Конечно, погружение историка в исторический мир уместно связать с присущим Февру чувством историзма, однако можно указать и на другие интеллектуальные источники такой позиции. Вот показательная фраза:

«Освободимся от иллюзий. Человек не помнит прошлого. Он всегда реконструирует его — и абстрактный изолированный человек, и реальный человек в группе. Он не хранит прошлое в памяти... Он исходит из настоящего — и только через него истолковывает прошлое» .

Здесь очевидно влияние взглядов Мориса Альбвакса, согласно которым память есть существенно социальный феномен, так что реконст-руирование прошлого человеческим сообществом основывается на его коллективных потребностях, а не на автоматической фиксации прошлого в индивидуальном сознании . Но Альбвакс — ученик Дюркгейма, и, конечно же, его теория «социальных кадров памяти» — частный случай дюркгеймовского тезиса о социальности сознания.
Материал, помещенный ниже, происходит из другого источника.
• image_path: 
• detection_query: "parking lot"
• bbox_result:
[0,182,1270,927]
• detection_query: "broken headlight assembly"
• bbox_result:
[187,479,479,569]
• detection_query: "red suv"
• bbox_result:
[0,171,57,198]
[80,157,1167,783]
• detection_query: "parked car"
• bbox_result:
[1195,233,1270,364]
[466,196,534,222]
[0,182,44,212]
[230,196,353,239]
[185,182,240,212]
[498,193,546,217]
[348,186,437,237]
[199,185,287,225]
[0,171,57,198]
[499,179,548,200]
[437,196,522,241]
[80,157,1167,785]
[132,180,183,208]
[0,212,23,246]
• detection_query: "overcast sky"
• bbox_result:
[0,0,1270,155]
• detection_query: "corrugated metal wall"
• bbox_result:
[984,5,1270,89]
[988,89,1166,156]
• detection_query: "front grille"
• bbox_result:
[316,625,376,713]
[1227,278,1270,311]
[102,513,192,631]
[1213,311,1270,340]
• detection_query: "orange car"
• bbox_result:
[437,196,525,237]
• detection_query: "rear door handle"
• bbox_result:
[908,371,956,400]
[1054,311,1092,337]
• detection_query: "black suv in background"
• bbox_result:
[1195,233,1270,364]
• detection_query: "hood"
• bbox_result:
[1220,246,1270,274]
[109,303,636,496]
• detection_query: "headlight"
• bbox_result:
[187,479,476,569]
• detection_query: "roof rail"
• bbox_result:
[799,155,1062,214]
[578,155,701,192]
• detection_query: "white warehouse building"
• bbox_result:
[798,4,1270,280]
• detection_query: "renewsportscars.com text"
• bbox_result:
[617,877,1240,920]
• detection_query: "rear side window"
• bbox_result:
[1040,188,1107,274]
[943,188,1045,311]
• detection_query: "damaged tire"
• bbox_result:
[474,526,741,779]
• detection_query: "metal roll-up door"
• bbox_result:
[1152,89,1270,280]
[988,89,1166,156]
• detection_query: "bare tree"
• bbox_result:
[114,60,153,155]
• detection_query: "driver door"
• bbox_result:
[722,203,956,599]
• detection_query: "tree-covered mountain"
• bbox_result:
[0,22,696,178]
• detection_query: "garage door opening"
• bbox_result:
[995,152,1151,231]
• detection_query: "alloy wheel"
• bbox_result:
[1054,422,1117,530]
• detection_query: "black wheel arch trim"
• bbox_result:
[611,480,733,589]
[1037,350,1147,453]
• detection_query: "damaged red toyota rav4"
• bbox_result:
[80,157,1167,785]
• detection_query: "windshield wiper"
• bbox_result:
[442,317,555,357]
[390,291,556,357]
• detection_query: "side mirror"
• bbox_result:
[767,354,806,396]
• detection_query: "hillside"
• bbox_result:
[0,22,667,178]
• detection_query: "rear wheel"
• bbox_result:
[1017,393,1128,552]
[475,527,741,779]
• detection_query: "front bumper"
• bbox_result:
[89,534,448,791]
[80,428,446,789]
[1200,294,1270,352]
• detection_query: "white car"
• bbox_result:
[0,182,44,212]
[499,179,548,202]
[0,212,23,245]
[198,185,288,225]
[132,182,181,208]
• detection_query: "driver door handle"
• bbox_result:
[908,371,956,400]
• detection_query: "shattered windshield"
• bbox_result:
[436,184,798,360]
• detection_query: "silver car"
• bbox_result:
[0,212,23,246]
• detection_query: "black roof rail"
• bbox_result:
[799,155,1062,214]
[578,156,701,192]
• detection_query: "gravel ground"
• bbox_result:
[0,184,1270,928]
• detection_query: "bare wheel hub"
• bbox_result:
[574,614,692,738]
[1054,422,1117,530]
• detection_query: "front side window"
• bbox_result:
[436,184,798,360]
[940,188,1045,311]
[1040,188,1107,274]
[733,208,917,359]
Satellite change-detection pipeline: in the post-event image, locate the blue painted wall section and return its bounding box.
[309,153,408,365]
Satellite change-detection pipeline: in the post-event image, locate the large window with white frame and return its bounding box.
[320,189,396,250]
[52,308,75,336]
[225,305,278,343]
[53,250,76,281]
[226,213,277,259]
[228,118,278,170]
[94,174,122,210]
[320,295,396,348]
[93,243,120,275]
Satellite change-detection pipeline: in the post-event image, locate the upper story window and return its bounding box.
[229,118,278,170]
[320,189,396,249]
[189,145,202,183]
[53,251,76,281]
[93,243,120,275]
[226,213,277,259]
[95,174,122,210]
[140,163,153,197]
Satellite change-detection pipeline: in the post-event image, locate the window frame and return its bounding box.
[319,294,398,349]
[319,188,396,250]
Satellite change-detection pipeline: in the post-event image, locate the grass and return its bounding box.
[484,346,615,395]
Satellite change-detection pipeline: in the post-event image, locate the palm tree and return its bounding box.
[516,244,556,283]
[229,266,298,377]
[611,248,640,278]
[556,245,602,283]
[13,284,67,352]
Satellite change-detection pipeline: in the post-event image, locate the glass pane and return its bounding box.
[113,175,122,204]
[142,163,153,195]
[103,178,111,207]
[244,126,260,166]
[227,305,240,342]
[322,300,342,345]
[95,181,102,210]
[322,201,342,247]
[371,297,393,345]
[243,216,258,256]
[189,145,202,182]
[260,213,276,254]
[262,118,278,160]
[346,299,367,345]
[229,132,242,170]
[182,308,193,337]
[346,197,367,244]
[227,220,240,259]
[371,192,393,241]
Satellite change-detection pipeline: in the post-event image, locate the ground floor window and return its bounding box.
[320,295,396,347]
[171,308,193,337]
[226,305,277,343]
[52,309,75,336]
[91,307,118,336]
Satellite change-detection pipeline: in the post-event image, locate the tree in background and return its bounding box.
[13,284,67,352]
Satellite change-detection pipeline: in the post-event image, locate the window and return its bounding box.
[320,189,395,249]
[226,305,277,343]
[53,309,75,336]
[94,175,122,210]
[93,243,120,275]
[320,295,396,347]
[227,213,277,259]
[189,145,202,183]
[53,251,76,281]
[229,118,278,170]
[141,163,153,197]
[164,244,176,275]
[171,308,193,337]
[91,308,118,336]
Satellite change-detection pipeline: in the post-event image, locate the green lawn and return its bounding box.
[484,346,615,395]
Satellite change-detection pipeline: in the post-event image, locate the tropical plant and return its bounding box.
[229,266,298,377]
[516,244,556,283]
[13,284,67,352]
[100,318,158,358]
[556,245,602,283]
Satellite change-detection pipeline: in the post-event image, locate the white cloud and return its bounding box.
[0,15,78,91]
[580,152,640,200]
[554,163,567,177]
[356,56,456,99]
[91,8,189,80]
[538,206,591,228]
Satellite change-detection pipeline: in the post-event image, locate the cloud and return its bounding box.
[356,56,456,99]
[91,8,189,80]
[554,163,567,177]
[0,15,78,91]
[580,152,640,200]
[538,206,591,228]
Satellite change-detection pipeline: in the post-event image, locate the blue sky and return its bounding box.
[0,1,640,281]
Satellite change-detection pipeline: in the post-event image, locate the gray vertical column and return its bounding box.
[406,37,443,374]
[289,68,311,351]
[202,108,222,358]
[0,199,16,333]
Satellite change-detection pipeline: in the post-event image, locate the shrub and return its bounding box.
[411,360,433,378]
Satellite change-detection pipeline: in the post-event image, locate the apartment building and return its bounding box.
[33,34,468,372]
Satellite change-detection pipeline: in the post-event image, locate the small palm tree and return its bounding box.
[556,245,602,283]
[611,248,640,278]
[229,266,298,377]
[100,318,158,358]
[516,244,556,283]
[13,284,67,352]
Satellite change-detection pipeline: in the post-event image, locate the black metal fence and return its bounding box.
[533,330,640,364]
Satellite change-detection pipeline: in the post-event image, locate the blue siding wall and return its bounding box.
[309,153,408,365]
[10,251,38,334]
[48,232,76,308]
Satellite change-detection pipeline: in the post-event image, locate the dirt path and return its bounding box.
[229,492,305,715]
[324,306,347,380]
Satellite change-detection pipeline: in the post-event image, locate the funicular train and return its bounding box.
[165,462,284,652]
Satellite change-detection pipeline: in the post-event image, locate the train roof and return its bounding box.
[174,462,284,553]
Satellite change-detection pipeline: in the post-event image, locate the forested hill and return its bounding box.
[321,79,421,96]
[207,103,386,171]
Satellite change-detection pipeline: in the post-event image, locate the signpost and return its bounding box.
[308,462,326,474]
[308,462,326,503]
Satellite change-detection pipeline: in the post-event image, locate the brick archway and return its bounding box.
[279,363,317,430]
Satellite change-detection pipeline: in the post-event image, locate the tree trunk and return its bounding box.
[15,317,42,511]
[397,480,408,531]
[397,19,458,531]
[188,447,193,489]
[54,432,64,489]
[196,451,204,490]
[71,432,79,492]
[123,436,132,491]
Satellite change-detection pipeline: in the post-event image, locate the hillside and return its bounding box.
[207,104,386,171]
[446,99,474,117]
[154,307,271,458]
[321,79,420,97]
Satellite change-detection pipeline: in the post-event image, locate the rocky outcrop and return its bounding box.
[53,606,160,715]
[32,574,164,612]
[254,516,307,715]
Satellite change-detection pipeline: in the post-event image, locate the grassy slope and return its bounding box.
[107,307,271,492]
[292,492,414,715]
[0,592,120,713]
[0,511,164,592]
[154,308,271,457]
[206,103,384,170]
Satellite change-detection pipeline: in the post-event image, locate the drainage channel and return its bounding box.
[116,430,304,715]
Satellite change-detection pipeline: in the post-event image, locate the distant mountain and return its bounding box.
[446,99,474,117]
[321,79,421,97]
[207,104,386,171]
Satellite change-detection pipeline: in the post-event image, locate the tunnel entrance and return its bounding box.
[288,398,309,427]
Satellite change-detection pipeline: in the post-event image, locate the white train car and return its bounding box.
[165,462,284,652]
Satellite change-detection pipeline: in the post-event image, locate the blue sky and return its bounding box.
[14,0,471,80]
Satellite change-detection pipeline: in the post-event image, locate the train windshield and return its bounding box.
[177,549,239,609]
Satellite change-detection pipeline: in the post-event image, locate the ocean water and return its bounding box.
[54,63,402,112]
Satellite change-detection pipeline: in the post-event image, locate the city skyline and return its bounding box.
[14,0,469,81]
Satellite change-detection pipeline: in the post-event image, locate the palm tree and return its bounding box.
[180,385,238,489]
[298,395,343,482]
Характерно, что этот экскурс в теорию памяти в тексте Февра вклинивается в рассуждение об истории как о науке. Социальную память он противопоставляет научной истории, которая должна осознанно конструировать свои объекты. Но несмотря на это противопоставление параллель истории и памяти при-сутствует у Февра. Обреченность истории на конструктивизм лишь подчеркивается конструктивистским характером столь, казалось бы, «естественной» социальной памяти. Акцент на социальную функцию истории, — «организовывать прошлое в зависимости от настоящего» — видимо, происходит именно отсюда. Отсюда же и знаменитый «проблемный метод» Февра, составлявший главную особенность его «практической эпистемологии» — «идти прямо к проблемам», которые диктуются сегодняшним днем, — метод, возможный только на почве конструктивизма.

Вместе с тем, с противопоставлением истории и памяти мы приходим ко второму, и важнейшему, аспекту февровского конструктивизма — к его связи с идеей эпистемологической купюры. Эта идея, обычно связываемая прежде всего с именем Гастона Башляра, была свойственна многим основателям социальных наук, стремившимся порвать с обыденным сознанием и возвысить познание дел человеческих до уровня науки. Таков был в значительной мере пафос Дюркгейма, конструктивизм которого предполагал разрыв с предрассудками обыденного сознания, зачастую непосредственно переносимыми в социологические объяснения. Именно ради этого Дюркгейм призывал рассматривать социальные факты извне, «как вещи», и объяснять их другими взятыми извне фактами. Но это означало, что факт не дан науке столь же непо-средственно, как обыденному сознанию. Напротив, научные факты должны быть сконструированы. Именно эта тема постоянно звучит и у Люсьена Февра:

«Что вы называете фактами?.. Думаете ли вы, что факты даются истории как некие субстанции, как сущности?.. Именно историк вызывает к жизни даже самые незначительные исторические факты... Наблюдение никогда не берет готовых фактов. Наблюдение — это конструирование... Где взять факт как таковой, пресловутый атом истории?.. Освободимся, наконец, от наивного реализма в стиле Ранке, который воображал, что можно познавать факты сами по себе, какими они происходили. Историческую реальность, как и реальность физическую, мы воспринимаем через посредство форм нашего разума... Всякая наука создает свои объекты» .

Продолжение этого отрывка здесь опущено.